CBSN

Windows 98 Support Ending

Microsoft Windows logo, 2-21-00
AP
Microsoft Corp. will stop offering support services next month for computer users whose machines are still running Windows 98, though the company said it might still release security patches if threats appear serious enough.

About 20 percent of all Windows-based computers still run Windows 95 or 98, according to International Data Corp., a technology market research firm. Support for Windows 95 stopped Dec. 31, 2001.

People whose machines run Windows 98 will not be able to call Microsoft for help after Jan. 16. Online assistance will still be available.

Analysts said the support phase-out should not cause major problems, in part because businesses - the largest segment of the PC market - generally upgrade their computers every three to five years.

"I don't think anybody's freaking out about it," said Jupiter Research analyst Joe Wilcox. "One, the operating systems are very old and I don't believe a large number of businesses are using (them) in critical areas. Two ... there's an ample warning that these products are end-of-life."

But CBS News technology consultant Larry Magid points out that many individuals, non-profit organizations, schools and government agencies still use Windows 98 and even Windows 95. And they may feel "a little bit betrayed" by Microsoft, Magid says.

"Microsoft is basically saying, 'Upgrade or you're out of luck. You'll have to go somewhere else if you need help,' " he notes.

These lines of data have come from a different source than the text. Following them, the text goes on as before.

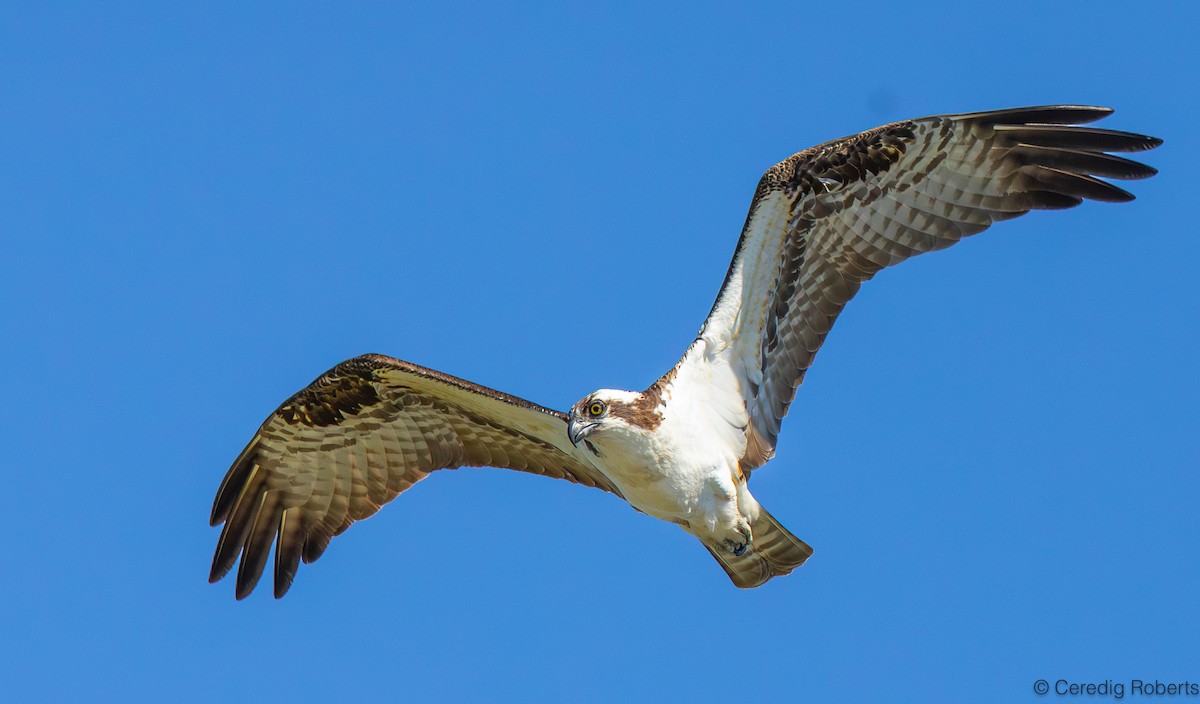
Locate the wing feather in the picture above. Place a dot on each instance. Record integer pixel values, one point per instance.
(831, 217)
(353, 440)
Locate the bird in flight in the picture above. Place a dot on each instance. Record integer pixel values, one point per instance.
(821, 223)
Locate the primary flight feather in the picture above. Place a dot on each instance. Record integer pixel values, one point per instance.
(821, 223)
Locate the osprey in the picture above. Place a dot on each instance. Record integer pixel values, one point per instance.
(821, 223)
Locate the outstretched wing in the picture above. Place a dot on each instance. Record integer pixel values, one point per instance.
(354, 439)
(829, 217)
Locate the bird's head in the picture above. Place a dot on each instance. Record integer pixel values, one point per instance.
(609, 410)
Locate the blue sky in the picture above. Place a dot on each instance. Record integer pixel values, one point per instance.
(204, 206)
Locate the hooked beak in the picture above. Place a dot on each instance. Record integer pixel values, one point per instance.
(577, 429)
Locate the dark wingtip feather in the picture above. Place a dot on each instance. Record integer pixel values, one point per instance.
(1042, 114)
(233, 482)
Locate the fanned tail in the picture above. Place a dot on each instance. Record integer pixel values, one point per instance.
(774, 552)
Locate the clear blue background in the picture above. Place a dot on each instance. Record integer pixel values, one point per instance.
(204, 206)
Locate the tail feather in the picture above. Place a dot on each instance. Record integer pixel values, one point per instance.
(774, 552)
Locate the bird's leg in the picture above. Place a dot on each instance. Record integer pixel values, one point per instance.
(731, 529)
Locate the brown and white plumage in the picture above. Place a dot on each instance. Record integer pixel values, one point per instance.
(821, 222)
(353, 440)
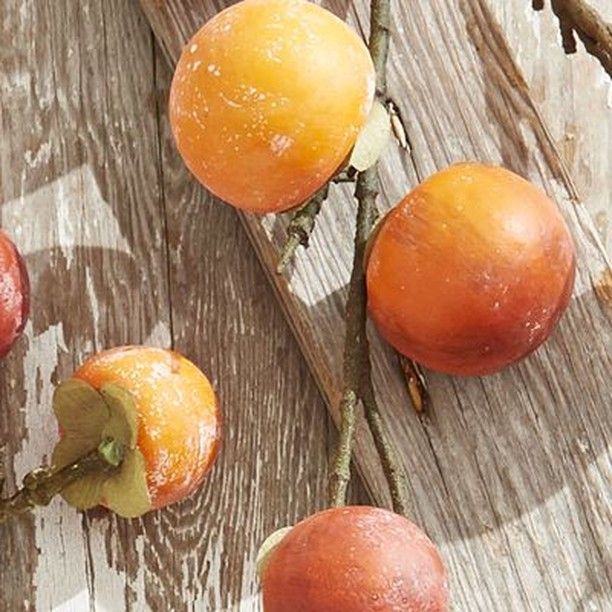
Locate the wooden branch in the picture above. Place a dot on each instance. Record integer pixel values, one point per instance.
(576, 17)
(301, 226)
(357, 366)
(43, 484)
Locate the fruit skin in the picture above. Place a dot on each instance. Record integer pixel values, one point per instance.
(471, 271)
(179, 421)
(267, 101)
(355, 559)
(14, 294)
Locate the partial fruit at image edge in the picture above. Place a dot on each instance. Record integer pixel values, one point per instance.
(14, 294)
(267, 101)
(175, 424)
(471, 271)
(356, 559)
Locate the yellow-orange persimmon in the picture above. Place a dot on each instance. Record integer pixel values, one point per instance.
(178, 415)
(267, 101)
(471, 271)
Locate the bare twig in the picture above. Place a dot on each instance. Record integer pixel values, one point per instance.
(42, 485)
(301, 226)
(576, 17)
(355, 346)
(357, 365)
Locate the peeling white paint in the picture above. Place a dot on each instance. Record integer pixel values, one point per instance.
(66, 213)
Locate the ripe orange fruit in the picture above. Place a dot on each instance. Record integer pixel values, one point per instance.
(354, 559)
(14, 294)
(471, 271)
(267, 101)
(179, 422)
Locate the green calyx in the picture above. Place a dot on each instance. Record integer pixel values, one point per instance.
(106, 420)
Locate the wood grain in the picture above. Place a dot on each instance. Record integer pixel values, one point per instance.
(511, 474)
(122, 248)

Magid said Microsoft makes money if users are forced to upgrade from Windows 98 to Windows XP. But, he said, many older computers may be incapable of running XP, and "if you have a problem, you may be on your own"

Magid suggests that users of 98 or 95 go to Microsoft's online support area or turn to an independent consultant if they need help.

Wilcox argued that consumers have better reasons to upgrade than the approaching end of support.

"Those older operating systems, as long as they're kicking around, they're potential security problems for every company that uses them," Wilcox said. "They weren't built with encryption of data in mind. A lot of information is transmitted, passwords and things, as clear text. If you're looking for a good way to allow a virus on a network or allow it to be hacked, keep running these older operating systems."